India’s First Community Radio Run by Dalit Telugu Women
Justice BP Sawant, who delivered the landmark verdict that airwaves are public property, switched on Sangham Radio for broadcasting on October 15th, 2008. Until then, they were not allowed to have their own radio station even though they had built their broadcasting tower more than a decade ago
“General” Narsamma sounds like a soldier’s name. For Telangana’s Deccan Development Society, an agricultural cooperative society run entirely by the Dalit women in Zaheerabad district and their sanghams, she is no less than a soldier. Not just her, they all are soldiers.
Although she is fondly called so for being the person who takes care of all the ‘general’ things, it is also for the purpose of differentiating the three Narsammas in the cooperative. Two of them work together in Sangham Radio, India’s first community radio and another in DDS’ Community Media Centre. It is a team of Narsammas and Poolammas and Lakshmammas of this drought-stricken rural village who built this from the ground up, and still run it: with unwavering determination, clarity, and a will that cyclones and pandemics couldn’t clamp down.
When the unprecedented COVID pandemic came, the two Narsammas stayed put at the radio station. “Covid didn't make much difference here, unless some visitor from outside came with the virus,” General Narsamma says.
They did however convey to their villagers about the dangers of coronavirus, and how to prevent it. The sangham radio has been talking about the villagers' health and life since the time of inception, even when they were narrowcasting. Narsamma would go to where her subjects are, record their audios, take the edited audios village to village and narrowcast them to the audience.
In 2008, Justice BP Sawant, who delivered the landmark verdict that airwaves are public property, switched on Sangham Radio for broadcasting on October 15th, 2008. Until then, they were not allowed to have their own radio station even though they had built their broadcasting tower more than a decade ago.
When they started the radio, they gave loans to the sanghams in each village to buy radios. When it was running on the UNESCO transmission, it used to be broadcast up to 80-90 kilometers.
“Although the broadcast was only in the evening, we used to call from morning itself, getting requests and complaints about which songs to play. Sometimes villagers will call and ask us to announce that their cow has gone missing, and if somebody has seen the cow, they would also call and inform,” Algole Narsamma laughs.

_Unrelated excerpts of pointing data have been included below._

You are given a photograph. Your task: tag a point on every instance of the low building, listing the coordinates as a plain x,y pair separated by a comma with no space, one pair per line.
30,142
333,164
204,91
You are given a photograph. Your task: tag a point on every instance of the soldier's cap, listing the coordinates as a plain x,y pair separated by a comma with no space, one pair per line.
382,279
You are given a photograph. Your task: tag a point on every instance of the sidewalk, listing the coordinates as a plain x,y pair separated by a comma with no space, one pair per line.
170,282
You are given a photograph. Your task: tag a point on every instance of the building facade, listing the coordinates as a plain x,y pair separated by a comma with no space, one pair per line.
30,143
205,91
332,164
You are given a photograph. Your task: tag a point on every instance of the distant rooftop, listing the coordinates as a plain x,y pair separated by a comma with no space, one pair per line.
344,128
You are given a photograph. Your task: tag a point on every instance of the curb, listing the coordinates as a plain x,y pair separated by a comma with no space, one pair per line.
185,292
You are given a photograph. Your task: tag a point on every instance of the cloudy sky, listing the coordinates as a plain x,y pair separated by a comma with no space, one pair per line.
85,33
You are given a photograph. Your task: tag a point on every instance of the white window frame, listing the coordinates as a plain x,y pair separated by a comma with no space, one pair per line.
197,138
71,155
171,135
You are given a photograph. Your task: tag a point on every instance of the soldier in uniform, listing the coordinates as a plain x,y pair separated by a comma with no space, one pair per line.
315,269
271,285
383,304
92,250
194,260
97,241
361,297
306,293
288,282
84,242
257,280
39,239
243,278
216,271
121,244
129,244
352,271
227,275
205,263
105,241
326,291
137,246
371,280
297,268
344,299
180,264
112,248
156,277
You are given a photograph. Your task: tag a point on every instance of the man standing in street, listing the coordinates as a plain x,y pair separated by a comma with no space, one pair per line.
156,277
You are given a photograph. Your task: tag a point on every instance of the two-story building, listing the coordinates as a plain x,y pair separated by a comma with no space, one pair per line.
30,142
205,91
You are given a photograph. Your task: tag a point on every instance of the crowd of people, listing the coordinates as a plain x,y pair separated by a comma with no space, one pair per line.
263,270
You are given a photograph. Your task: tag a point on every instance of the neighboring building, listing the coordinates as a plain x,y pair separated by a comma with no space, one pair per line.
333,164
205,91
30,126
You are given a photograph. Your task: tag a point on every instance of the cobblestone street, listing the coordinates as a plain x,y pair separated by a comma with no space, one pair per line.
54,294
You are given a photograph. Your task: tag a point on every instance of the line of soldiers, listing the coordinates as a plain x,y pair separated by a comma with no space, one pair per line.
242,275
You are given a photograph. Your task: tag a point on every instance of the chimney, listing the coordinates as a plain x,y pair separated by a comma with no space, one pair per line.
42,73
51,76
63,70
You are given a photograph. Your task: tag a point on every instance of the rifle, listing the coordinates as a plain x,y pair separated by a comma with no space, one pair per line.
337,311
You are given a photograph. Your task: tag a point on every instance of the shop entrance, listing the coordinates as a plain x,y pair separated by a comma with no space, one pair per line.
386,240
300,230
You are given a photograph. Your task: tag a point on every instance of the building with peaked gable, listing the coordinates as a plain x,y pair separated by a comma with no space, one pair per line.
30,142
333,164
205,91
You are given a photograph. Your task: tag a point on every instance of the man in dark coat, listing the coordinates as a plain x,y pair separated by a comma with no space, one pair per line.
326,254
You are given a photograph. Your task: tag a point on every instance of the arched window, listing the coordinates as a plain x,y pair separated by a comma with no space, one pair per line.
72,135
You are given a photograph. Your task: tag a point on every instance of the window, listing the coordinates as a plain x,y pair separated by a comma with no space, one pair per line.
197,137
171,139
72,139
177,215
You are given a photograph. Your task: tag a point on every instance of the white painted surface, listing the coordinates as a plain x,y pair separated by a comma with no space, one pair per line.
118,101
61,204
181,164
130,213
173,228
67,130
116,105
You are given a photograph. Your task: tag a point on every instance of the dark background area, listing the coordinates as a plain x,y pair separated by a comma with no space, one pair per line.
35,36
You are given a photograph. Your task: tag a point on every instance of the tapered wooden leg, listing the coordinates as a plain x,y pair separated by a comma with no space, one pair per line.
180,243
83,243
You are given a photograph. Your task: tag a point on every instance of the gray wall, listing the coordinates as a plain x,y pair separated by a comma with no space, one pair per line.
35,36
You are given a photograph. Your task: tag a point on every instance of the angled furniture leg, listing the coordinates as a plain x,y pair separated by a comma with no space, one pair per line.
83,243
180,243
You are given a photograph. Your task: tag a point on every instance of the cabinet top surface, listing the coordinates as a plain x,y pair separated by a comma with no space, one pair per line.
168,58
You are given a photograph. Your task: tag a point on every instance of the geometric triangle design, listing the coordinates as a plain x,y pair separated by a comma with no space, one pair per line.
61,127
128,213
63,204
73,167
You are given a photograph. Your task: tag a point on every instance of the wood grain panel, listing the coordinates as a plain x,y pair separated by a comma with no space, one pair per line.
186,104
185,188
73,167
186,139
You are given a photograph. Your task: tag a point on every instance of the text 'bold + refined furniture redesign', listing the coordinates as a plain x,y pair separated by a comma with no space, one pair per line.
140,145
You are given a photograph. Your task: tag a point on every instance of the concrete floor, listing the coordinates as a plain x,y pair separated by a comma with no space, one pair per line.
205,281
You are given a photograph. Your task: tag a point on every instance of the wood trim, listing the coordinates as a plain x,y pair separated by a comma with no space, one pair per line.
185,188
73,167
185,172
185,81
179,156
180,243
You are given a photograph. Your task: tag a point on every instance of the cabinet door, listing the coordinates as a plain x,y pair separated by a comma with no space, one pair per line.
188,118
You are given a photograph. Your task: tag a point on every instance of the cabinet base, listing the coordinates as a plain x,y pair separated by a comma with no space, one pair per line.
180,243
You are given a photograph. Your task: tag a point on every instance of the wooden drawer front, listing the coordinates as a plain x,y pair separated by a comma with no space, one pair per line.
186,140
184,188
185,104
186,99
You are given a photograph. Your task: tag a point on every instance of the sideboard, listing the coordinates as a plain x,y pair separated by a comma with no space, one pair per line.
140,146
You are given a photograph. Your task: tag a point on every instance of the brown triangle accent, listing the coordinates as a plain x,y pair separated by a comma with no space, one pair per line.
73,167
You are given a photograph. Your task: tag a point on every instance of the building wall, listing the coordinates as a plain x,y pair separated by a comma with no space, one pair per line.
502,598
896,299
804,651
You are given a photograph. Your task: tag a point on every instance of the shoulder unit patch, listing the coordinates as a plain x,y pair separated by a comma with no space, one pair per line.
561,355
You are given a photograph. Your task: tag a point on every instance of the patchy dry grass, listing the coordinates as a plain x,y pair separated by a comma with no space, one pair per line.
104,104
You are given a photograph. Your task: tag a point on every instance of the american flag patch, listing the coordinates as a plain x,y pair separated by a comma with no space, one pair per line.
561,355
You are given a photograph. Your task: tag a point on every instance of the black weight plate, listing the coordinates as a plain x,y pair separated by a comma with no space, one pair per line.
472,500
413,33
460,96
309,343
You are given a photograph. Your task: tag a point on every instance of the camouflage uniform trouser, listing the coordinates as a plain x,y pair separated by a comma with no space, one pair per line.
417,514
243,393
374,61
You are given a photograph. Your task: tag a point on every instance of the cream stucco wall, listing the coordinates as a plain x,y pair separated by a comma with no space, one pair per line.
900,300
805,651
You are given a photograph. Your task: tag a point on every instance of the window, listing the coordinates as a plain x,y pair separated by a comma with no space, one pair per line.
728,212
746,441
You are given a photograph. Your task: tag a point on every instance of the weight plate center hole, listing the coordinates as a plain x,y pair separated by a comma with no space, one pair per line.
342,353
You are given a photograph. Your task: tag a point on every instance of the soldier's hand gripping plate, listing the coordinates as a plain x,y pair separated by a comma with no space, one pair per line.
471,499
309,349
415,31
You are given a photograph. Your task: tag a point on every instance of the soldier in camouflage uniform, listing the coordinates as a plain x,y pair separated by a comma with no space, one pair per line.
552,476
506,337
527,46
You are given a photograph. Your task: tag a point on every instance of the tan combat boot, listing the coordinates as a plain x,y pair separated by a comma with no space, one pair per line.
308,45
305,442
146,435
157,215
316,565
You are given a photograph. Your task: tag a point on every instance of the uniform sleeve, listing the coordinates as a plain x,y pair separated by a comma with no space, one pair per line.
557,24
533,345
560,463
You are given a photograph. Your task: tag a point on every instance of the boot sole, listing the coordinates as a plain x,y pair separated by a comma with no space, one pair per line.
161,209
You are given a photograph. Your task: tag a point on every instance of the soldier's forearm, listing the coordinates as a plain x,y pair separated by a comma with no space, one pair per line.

While sticking to the principles of what and why, Sangham Radio has however come a long way in how they have been telling their stories. From the narrowcasting days, then to the prosperity of over 1.5 lakh listeners every day, they now stand at the crossroads of a cultural shift where Youtube and Whatsapp have taken over rural communication. Sangham Radio updated too: Anyone who wants to listen can tune into their Youtube channel at 7.30 in the evening every day.
In a DDS short film called “A Radio of Their Own”, General Narsamma, the young girl she was in year wearing a skirt and top, sits on one of the bars on the metal tower. Unfazed by the camera focusing on her face, she asks the world, “Why, only big people are allowed to run radio stations or what? Small people like us do not have the right to do that? Why?”
28 years later, now a strong built woman with smile lines and heavy tan on her face, Narsamma’s voice has however not changed. “We are clear about what we want to broadcast. No film songs. No political propaganda. This is the community media for the community, and it shall stay so,” she says.